A while back, I posted about covered markets, something that most Baltimore food lovers probably know quite a bit about. Just last week, I had the opportunity to visit two of the more disparate markets in the city, all in the space of two days.
Wednesday afternoon, I made the trek down to Lexington Market - huge, busy, and very very old. Friday evening, I went to the weekly happy hour at our local, Belvedere Square - recently renovated with an emphasis on all the foodie buzzwords (local, local, local!)
It reminded me of something my old boss used to do. We worked downtown, sort of right in between Lexington Market and Harbor Place (which is really less a market and more a touristy mall with some really great views). Robbie used to sometimes take clients and reporters out for a quick, local, anthro 101 class, walking them through both Lexington Market and Harbor Place for a rapid-fire introduction to cultural behaviors and cohesiveness. The differences are readily apparent: Lexington Market is gritty and a little dirty and pure Baltimore. Harbor Place is full of field trips and conventioneers.

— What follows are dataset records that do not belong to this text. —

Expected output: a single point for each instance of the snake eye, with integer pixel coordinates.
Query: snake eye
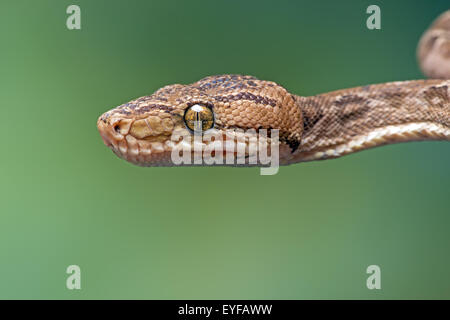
(201, 115)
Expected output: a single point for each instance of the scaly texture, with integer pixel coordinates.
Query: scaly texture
(311, 128)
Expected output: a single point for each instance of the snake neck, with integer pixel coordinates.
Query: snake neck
(351, 120)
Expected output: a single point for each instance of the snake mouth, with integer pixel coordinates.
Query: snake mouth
(142, 152)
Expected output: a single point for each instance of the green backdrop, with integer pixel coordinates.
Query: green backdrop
(202, 233)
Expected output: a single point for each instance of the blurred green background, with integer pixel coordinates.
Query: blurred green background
(204, 233)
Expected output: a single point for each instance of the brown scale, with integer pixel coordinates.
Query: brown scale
(325, 126)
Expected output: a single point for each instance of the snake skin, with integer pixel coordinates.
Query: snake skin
(319, 127)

Belvedere takes everything a step further. It's not full of tourists, but instead full of the people Stuff White People Like was written about. There's a lot of wine. And artisanal cheese. (I've actually run into my old boss at Belvedere. It's the kind of place anthropologists go to hang out, not to study.)
If anybody's interested in a quick study in the two Baltimores - the one Anne Tyler writes about vs. David Simon's city - an afternoon-long market tour ought to provide it.